Ela ressalta que a fase 1 teve um número pequeno de participantes, a maioria homens jovens, e que as próximas fases precisam de mais diversidade. “Por enquanto são resultados promissores. A vacina não deu efeitos colaterais graves, deu uma boa resposta, bons marcadores de imunidade”, completa a microbiologista.

Estudos prévios mostram que uma imunidade duradoura está mais relacionada à imunidade celular, e não ao anticorpo que circula no sangue. Isso não é um fato novo dessa vacina, mas prova que ela gera essa imunidade celular”, avalia Croda.

O especialista diz que o estudo publicado na revista científica mostra que a vacina russa parece produzir um nível de anticorpos um pouco menor do que a vacina de Oxford, que está sendo testada no Brasil. "Mas, definitivamente, só depois dos resultados da fase 3 de testes a gente vai poder comparar essas diferentes tecnologias", fala Croda.

O presidente da Sociedade Brasileira de Imunizações, Renato Kfouri, diz que o resultado é importante, mas ressalta que ainda falta a fase 3, em que a vacina é testada em um grande número de pessoas.

 

"Apesar de ter sido um estudo com poucos voluntários, ela mostrou segurança, mostrou que produz anticorpos e credencia a vacina para um estudo mais avançado de eficácia. Hoje a vacina pode ser categorizada como candidata, mas depende do estudo de fase 3", diz Kfouri.

Os cientistas do Instituto Gamaleya, que desenvolveu a vacina, disseram à imprensa que essa resposta foi maior do que a vista em pacientes que foram infectados e se recuperaram do novo coronavírus naturalmente.

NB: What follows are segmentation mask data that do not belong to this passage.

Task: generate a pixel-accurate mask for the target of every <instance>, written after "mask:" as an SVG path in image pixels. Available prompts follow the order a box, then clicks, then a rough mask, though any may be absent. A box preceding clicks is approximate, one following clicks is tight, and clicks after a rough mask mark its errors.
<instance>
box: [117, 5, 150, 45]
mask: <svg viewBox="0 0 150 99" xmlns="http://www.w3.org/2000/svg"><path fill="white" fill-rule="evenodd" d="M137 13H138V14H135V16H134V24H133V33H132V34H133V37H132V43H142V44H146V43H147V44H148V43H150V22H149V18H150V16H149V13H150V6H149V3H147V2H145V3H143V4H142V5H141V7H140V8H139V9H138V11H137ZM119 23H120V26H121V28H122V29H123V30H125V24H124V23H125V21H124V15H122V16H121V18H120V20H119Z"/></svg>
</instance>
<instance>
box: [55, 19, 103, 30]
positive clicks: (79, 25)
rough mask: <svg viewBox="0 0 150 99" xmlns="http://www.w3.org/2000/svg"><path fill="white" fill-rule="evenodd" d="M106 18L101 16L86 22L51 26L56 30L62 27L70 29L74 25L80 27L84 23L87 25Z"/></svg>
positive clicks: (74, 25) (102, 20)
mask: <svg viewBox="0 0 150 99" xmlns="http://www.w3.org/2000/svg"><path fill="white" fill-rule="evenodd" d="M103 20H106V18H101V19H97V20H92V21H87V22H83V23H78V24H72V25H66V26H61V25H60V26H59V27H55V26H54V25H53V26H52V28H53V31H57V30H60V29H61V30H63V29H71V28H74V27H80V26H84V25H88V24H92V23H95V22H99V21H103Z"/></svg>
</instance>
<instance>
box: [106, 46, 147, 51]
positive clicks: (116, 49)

A vacina russa foi testada em 76 pessoas. Todas receberam uma forma da vacina, sem grupo de controle (grupo de pessoas que não recebem a vacina, mas servem de comparativo com aquelas que tomaram).

Além disso, os resultados também sugerem que a vacina produz uma resposta das células T, um tipo de célula de defesa do corpo, dentro de 28 dias. As células T têm, entre outras funções, destruir células infectadas por um vírus. Os cientistas do Gamaleya afirmaram que as respostas de células T vistas com a vacina indicam não só uma resposta imune forte, mas de longo prazo.

 

Etapas

 

As fases 1 e 2 dos testes de uma vacina buscam verificar a eficácia e a segurança delas, ainda com menos participantes que a fase 3. Normalmente, os testes de fase 1 têm dezenas de voluntários, os de fase 2, centenas, e os de fase 3, milhares.

Na fase 3, o objetivo dos testes é verificar a eficácia em larga escala. Nesta etapa, a Rússia pretende chamar 40 mil voluntários. As fases costumam ser conduzidas separadamente, mas, por causa da urgência dos resultados, várias vacinas têm sido testadas simultaneamente em mais de uma fase.